C. Revisions to North Dakota's Rules With No Corresponding Federal 
Regulation

    NDAC 69-05.2-09-02, Permit applications--Operation plans--Maps and 
plans.
    This addition to North Dakota's rules does not have a Federal 
Counterpart. It requires the permit application under the remining 
provision to include potential environmental and safety hazards that 
could be reasonably anticipated to occur as well as include the 
mitigative measures that will be taken to ensure that the applicable 
reclamation requirements can be met. It is more stringent than the 
Federal rules since the Federal rules have no such requirement and we 
approve it.

IV. Summary and Disposition of Comments

Public Comments

    We asked for public comments on the amendment (Administrative 
Record Docket ID: OSM-2009-0013), but did not receive any.

Federal Agency Comments

    Under 30 CFR 732.17(h)(11)(i) and section 503(b) of SMCRA, we 
requested comments on the amendment from various Federal agencies with 
an actual or potential interest in the North Dakota program 
(Administrative Record Docket ID: OSM-2009-0013).

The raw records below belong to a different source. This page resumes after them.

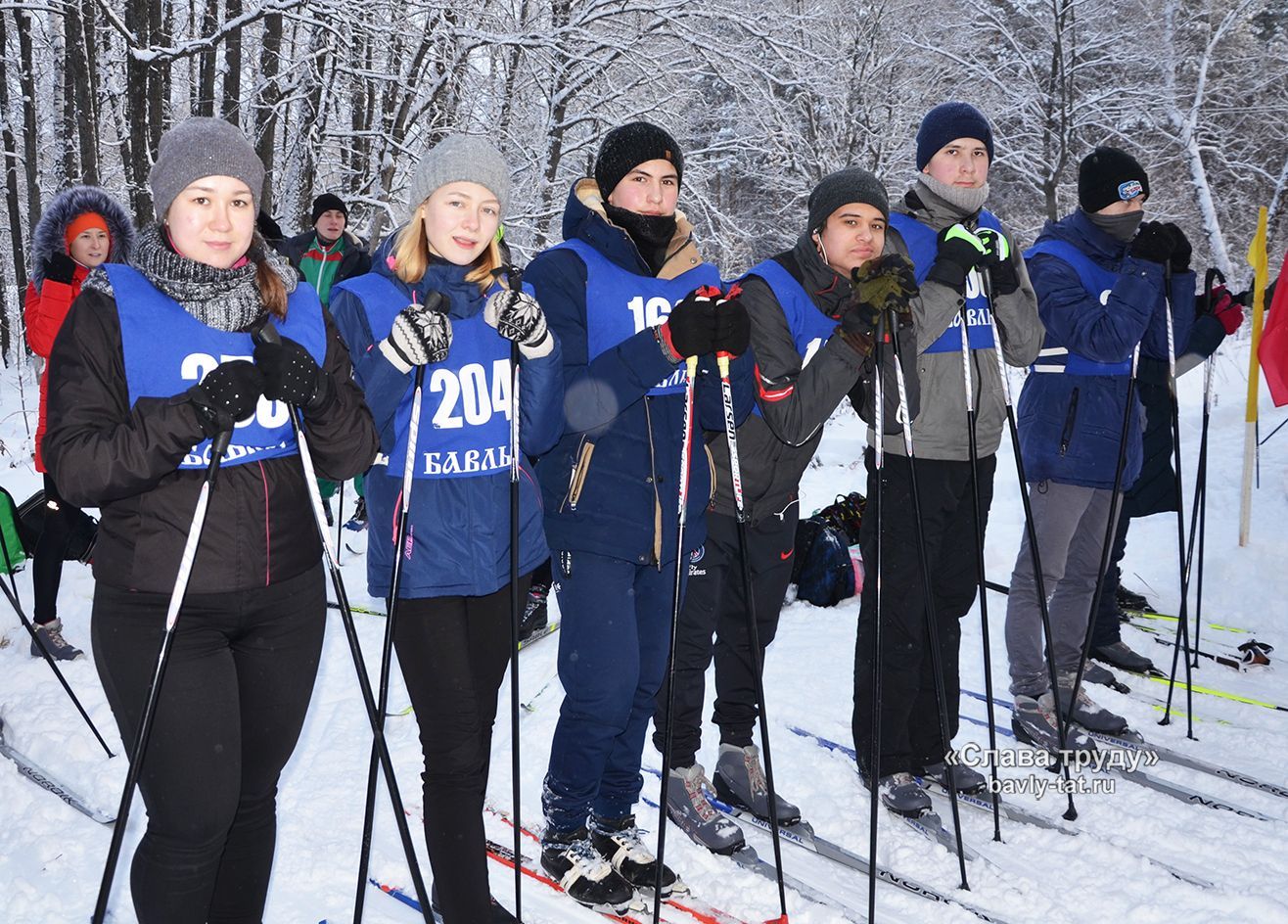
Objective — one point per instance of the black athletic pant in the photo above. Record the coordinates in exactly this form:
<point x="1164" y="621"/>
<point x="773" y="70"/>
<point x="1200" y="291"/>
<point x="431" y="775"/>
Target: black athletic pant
<point x="47" y="567"/>
<point x="909" y="716"/>
<point x="453" y="652"/>
<point x="232" y="701"/>
<point x="715" y="605"/>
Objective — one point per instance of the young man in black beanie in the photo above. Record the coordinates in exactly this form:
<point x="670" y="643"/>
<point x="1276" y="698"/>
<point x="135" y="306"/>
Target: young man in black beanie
<point x="1104" y="282"/>
<point x="942" y="226"/>
<point x="811" y="337"/>
<point x="329" y="253"/>
<point x="622" y="294"/>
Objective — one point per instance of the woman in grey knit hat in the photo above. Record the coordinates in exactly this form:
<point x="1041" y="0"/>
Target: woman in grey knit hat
<point x="437" y="301"/>
<point x="151" y="363"/>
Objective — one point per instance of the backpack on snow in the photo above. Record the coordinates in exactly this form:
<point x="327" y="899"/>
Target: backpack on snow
<point x="824" y="570"/>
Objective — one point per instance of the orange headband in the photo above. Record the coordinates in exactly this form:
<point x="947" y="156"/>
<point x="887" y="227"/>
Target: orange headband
<point x="82" y="223"/>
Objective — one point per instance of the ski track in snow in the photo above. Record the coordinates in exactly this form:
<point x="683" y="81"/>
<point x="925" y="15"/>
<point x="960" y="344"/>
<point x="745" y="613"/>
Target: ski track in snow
<point x="52" y="855"/>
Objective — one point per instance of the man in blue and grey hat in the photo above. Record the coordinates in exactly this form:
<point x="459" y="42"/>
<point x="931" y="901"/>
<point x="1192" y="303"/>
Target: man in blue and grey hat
<point x="954" y="244"/>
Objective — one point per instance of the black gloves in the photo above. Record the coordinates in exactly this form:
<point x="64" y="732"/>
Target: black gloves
<point x="1181" y="251"/>
<point x="692" y="328"/>
<point x="960" y="252"/>
<point x="293" y="375"/>
<point x="61" y="268"/>
<point x="733" y="325"/>
<point x="227" y="394"/>
<point x="1154" y="241"/>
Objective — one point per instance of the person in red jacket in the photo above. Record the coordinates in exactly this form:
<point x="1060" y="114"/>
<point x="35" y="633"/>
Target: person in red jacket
<point x="81" y="228"/>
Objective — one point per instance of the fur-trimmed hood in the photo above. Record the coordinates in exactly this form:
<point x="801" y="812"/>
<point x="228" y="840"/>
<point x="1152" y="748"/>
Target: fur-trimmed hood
<point x="48" y="236"/>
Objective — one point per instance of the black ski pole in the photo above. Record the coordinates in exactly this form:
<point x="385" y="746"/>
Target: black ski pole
<point x="1031" y="535"/>
<point x="979" y="558"/>
<point x="1199" y="509"/>
<point x="875" y="750"/>
<point x="929" y="609"/>
<point x="516" y="279"/>
<point x="1111" y="526"/>
<point x="31" y="630"/>
<point x="683" y="491"/>
<point x="379" y="746"/>
<point x="141" y="739"/>
<point x="1182" y="625"/>
<point x="753" y="629"/>
<point x="267" y="333"/>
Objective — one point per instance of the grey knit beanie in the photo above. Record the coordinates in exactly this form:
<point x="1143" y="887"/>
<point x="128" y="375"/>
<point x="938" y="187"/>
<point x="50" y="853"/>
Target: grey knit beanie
<point x="851" y="184"/>
<point x="203" y="147"/>
<point x="455" y="159"/>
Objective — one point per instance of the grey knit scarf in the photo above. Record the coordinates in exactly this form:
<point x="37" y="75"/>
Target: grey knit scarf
<point x="224" y="300"/>
<point x="965" y="200"/>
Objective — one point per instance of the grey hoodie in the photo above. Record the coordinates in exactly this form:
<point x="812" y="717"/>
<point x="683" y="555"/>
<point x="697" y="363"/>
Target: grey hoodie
<point x="940" y="430"/>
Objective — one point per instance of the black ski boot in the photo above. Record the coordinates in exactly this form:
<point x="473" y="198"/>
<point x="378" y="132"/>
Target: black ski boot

Environmental Protection Agency (EPA) Concurrence and Comments

    Under 30 CFR 732.17(h)(11)(i) and (ii), we are required to get 
concurrence from EPA for those provisions of the program amendment that 
relate to air or water quality standards issued under the authority of 
the Clean Water Act (33 U.S.C. 1251 et seq.) or the Clean Air Act (42 
U.S.C. 7401 et seq.).
    We note that none of the proposed changes relate to air or water 
quality standards. Nevertheless, under 30 CFR 732.17(h)(11)(ii), OSM 
requested comments on the amendment from EPA (Administrative Record 
Docket ID: OSM-2009-0013). EPA did not respond to our request.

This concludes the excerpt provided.